A Sergeant Major is a very senior Non-Commissioned Officer (NCO, or
"non-com"), while a lieutenant is a fairly junior commisioned officer.
At some level, every officer outranks every NCO (although foolish indeed
is the lieutenant who pulls rank on his sergeants -- they do the work of
the Army, and have years of experience in not only leading but
motivating the troops, while the LT is just learning the ropes).
A Colonel outranks a Major, and a LtCol is just a junior Colonel, so
it's not surprising that he'd still outrank a Major. (A Colonel is a
"full-bird" Colonel, because his rank insignia is an eagle -- LtCol
insignia is a silver oak leaf, that doesn't look like any oak I've ever
seen. But it's still appropriate to address a LtCol as "Colonel Smith"

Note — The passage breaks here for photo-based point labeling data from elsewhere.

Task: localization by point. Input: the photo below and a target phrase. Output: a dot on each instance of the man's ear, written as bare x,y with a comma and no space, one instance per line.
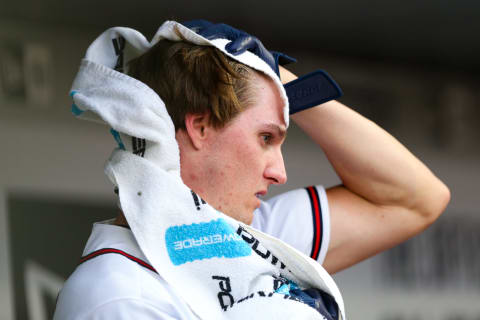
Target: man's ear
198,128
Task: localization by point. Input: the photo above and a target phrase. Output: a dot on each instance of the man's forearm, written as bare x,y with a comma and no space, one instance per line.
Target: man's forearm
369,161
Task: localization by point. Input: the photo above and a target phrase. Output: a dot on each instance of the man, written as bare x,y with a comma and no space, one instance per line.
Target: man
229,122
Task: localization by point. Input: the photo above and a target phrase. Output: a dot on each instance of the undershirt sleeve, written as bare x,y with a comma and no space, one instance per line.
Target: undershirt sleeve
300,218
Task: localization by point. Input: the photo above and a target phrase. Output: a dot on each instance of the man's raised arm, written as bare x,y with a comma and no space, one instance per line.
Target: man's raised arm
387,195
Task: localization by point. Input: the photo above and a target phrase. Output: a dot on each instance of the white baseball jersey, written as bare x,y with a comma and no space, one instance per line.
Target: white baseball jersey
116,281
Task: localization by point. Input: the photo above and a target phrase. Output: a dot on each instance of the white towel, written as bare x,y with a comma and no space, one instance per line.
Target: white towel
221,267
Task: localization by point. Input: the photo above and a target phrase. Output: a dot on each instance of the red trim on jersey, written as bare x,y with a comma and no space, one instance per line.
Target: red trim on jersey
99,252
317,221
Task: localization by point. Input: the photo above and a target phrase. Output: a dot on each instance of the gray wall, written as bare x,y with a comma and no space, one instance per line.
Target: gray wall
51,163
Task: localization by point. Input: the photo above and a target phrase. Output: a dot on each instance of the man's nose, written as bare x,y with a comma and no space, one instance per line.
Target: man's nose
275,171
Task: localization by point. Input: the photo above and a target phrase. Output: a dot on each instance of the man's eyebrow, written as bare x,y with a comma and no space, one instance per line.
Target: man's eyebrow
281,131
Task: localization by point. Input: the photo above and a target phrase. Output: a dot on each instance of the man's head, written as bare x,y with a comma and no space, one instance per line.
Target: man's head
228,119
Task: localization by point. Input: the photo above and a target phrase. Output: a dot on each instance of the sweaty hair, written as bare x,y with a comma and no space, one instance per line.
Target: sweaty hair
195,79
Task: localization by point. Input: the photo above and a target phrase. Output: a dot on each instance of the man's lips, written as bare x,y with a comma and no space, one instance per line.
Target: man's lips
261,194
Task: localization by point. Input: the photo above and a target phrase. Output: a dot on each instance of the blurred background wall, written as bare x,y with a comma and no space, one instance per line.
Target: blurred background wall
411,67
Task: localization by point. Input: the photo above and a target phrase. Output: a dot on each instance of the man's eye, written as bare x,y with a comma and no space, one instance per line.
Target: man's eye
266,138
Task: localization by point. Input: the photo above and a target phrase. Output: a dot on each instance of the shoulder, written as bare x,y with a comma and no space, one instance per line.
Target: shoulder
116,282
299,217
109,280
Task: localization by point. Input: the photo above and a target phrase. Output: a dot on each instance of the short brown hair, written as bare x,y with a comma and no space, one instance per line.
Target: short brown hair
195,79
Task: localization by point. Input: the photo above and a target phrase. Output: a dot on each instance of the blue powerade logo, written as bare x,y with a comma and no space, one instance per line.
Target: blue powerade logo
204,241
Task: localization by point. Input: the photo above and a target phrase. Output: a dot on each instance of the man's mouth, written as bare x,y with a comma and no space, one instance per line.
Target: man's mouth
261,194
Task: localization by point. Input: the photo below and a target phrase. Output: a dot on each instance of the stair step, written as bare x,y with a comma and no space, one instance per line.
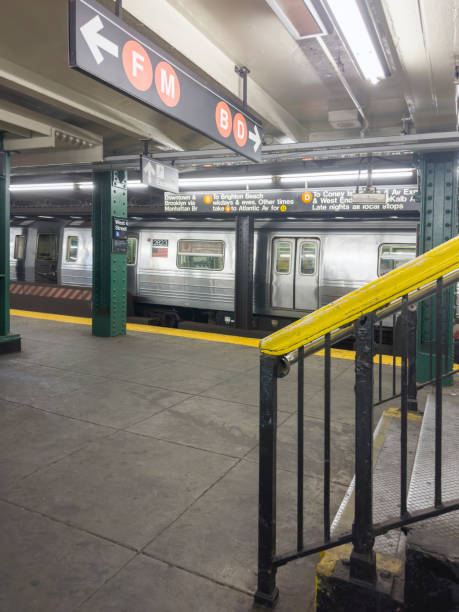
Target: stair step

in informal speech and writing. Likewise, even though Brigadier
Generals, Major Generals and Lt Generals have not yet reached the rank
of "General", it is okay to refer to them as "General Doe".)
And the whole BG < MG < LtG < Gen is just odd, especially since a
Brigadier > a Major > a Lieutenant.
And another thing. When an officer in the Army is to be promoted, first
he must make "the list" -- the list of those eligible to be promoted.
He must have sufficient time in grade, made good enough evaluations,
etc. Then Congress passes a law which promotes them, and they attain
the rank. But during the interim (the time between when they make the
list and when they actually get "frocked"), they are referred to as
"Major Promotable" (if they are going to be a LtCol), and they often
carry the responsibilities and duties of a LtCol, and may occupy a job
which is typically filled by a LtCol.
But when an Air Force (which is derived from the Army Air Corps, and has
more or less the same rank structure and insignias) officer is in the
same interim situation, he is referred to as "Lieutenant Colonel
Designate". In other words, he goes ahead and takes the rank, even
though it isn't his yet. This is one of several reasons that many
green-suiters (Army) think that blue-suiters (Air Force) are full of
I'm a civilian employee of the Army, and learned the above by osmosis.
I'd love for someone who has been in the service (Wilson?) to double
check me, and make sure I'm not full of it.